The opposing view: agents can read code and docs directly
A common argument holds that sufficiently capable agents do not need a curated portal. They can read the codebase, infer patterns from existing implementations, parse documentation from READMEs and inline comments, and derive organizational norms from code review history. Building a separate governance layer adds platform complexity without proportional value.
The argument holds for individual coding tasks in well-structured repositories with strong conventions. It breaks at organizational scale. Inferring which database pattern is approved requires reading every service that connects to a database and identifying the modal pattern — which may differ from the correct pattern. Inferring service ownership from git blame misses organizational changes. Inferring deployment constraints from existing pipelines misses the constraints that exist precisely because nobody has violated them yet. The portal encodes intent, not just current state. Agents that infer from code read what exists.
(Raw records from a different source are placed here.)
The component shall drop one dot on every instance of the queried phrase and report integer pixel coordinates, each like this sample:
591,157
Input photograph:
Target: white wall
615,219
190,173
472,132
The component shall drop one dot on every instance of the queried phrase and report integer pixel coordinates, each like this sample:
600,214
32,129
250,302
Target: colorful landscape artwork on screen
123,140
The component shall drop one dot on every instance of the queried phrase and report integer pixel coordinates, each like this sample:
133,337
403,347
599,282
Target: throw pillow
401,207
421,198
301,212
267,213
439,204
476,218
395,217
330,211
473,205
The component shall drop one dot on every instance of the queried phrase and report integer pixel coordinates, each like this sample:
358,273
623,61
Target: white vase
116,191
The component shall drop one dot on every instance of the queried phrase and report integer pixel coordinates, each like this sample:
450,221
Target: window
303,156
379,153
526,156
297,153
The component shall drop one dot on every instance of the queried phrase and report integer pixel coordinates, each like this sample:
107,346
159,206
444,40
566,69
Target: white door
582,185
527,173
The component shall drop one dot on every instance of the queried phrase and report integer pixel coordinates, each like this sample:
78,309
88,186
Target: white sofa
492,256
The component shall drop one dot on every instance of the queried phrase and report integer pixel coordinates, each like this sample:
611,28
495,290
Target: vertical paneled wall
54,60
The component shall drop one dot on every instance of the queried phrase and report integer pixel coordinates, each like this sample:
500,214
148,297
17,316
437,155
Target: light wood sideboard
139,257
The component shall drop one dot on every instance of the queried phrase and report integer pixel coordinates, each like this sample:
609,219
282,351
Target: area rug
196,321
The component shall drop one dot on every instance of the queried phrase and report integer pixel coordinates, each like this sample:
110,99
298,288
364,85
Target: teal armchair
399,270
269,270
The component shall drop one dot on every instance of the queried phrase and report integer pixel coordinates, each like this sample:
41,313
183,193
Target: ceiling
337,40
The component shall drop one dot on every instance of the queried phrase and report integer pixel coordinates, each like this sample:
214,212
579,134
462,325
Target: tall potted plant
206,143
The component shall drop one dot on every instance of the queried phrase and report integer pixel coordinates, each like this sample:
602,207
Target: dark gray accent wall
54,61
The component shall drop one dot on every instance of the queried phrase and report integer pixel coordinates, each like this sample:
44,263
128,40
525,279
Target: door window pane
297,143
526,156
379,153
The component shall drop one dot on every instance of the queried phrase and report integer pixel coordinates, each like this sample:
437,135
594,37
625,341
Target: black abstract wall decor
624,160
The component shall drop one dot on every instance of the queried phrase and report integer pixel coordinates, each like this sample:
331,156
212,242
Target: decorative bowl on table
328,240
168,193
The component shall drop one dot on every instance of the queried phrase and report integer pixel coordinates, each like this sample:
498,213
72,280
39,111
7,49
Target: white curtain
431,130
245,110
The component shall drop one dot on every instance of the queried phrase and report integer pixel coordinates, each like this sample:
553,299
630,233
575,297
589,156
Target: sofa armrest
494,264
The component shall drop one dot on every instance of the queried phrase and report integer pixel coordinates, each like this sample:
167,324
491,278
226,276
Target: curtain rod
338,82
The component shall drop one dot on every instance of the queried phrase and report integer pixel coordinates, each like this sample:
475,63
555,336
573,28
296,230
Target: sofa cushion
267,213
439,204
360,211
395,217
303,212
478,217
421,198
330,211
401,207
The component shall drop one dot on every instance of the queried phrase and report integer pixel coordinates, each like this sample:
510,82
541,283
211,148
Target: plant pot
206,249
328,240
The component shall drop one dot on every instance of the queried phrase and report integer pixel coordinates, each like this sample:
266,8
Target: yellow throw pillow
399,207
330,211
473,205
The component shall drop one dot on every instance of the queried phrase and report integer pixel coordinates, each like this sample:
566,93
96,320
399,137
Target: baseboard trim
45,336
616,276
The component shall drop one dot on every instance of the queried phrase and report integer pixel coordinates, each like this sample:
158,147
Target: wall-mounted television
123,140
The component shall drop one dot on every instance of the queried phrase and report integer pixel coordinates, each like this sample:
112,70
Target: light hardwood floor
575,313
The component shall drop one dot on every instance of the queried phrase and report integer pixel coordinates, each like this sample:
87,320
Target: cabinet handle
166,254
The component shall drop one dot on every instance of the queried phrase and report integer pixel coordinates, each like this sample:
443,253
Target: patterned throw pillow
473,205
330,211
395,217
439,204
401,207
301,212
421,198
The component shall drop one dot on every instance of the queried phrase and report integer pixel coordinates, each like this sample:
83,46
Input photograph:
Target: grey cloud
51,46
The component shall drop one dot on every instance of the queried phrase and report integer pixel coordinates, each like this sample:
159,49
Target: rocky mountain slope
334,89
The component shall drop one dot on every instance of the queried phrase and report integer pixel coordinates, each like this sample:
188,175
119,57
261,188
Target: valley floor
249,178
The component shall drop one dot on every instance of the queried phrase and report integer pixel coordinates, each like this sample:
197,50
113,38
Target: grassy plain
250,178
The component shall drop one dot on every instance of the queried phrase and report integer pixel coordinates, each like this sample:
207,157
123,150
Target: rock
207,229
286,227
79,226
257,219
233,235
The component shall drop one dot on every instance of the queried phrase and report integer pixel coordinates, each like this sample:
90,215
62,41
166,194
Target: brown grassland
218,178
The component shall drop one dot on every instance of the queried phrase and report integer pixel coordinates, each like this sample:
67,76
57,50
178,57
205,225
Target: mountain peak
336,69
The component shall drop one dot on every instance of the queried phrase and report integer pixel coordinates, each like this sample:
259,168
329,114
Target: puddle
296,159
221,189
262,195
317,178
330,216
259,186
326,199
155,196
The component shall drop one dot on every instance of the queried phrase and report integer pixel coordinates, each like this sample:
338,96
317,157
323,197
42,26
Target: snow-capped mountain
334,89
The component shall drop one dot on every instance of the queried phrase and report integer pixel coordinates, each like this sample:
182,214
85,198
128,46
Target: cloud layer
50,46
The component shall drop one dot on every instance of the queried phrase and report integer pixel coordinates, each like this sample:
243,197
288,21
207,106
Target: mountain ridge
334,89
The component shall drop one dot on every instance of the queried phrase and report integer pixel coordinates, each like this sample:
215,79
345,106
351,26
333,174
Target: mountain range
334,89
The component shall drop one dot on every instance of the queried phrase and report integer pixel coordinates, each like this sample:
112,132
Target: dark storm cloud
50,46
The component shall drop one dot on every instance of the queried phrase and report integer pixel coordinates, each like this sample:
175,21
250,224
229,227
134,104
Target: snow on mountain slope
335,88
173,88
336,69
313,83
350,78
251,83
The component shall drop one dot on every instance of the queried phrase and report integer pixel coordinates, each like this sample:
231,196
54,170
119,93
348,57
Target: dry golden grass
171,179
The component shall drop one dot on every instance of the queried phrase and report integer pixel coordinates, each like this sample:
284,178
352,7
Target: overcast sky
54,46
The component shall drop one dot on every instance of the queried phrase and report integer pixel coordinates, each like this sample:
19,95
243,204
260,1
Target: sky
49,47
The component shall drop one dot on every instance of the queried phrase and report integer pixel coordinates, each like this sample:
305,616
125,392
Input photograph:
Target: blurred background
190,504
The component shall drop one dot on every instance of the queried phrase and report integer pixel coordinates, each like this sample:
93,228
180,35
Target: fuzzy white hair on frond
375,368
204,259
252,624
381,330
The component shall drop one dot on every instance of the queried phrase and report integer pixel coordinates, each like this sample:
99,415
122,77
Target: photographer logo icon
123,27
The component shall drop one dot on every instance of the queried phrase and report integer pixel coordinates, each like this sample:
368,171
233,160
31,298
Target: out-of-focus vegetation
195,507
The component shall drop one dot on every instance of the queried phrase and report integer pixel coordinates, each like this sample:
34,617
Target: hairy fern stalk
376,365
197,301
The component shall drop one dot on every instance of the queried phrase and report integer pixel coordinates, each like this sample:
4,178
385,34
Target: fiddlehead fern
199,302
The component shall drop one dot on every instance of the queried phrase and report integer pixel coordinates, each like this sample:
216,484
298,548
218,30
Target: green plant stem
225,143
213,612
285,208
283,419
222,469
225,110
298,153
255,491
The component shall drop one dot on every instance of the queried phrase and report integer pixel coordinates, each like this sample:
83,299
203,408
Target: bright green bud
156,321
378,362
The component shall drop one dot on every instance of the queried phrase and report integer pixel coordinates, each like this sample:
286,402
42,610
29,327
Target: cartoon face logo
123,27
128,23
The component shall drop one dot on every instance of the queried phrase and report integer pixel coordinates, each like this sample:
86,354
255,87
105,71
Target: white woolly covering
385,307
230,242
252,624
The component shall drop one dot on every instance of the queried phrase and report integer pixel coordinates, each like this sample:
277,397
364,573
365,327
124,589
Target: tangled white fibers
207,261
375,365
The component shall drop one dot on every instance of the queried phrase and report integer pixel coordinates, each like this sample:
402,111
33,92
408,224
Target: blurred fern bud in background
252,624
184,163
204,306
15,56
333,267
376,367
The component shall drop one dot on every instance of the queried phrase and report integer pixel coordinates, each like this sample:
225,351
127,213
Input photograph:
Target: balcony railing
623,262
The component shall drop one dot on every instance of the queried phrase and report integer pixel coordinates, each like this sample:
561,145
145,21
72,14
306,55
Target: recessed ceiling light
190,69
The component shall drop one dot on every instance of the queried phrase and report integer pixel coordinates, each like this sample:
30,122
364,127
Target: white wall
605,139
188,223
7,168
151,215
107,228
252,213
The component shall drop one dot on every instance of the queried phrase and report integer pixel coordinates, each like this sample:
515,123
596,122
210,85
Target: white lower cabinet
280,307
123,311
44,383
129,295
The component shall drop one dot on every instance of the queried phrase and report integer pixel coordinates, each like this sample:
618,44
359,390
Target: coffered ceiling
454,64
Agents that query the portal read what is allowed.
Key takeaways
- AI agents face the same information gap as new engineers — service ownership, deployment paths, approved patterns — but make decisions in seconds without the safety net of asking a colleague.
- The internal developer portal must serve two audiences: humans through a browser, and agents through programmatic protocols like MCP.
- Service catalogs evolve into tool registries with capability declarations, constraint annotations, and permission requirements — not just ownership records.
- Golden paths shift from discoverable templates to executable constraints that agents query before generating code.
- Scorecards become pre-merge validation signals, not just dashboard metrics — rejecting AI-generated PRs that violate platform standards at the boundary.
- The IDP is a product with API-grade requirements: access control, versioning, observability, latency, and structured feedback loops.
Conclusion
The internal developer portal is becoming the agent control plane — the system that determines what an AI agent is allowed to know, which tools it can invoke, and which constraints it must obey. Platform teams that built IDPs to reduce human confusion now face a second, more demanding audience: agents that cannot ask clarifying questions, cannot exercise judgment about ambiguous guidance, and cannot self-correct when they violate an undocumented norm. The portal that serves this audience is not a wiki with an MCP wrapper. It is a governed product with machine-readable policies, real-time state, and enforcement at the boundary. The organizations that build it will scale AI safely. The ones that skip it will scale AI's mistakes.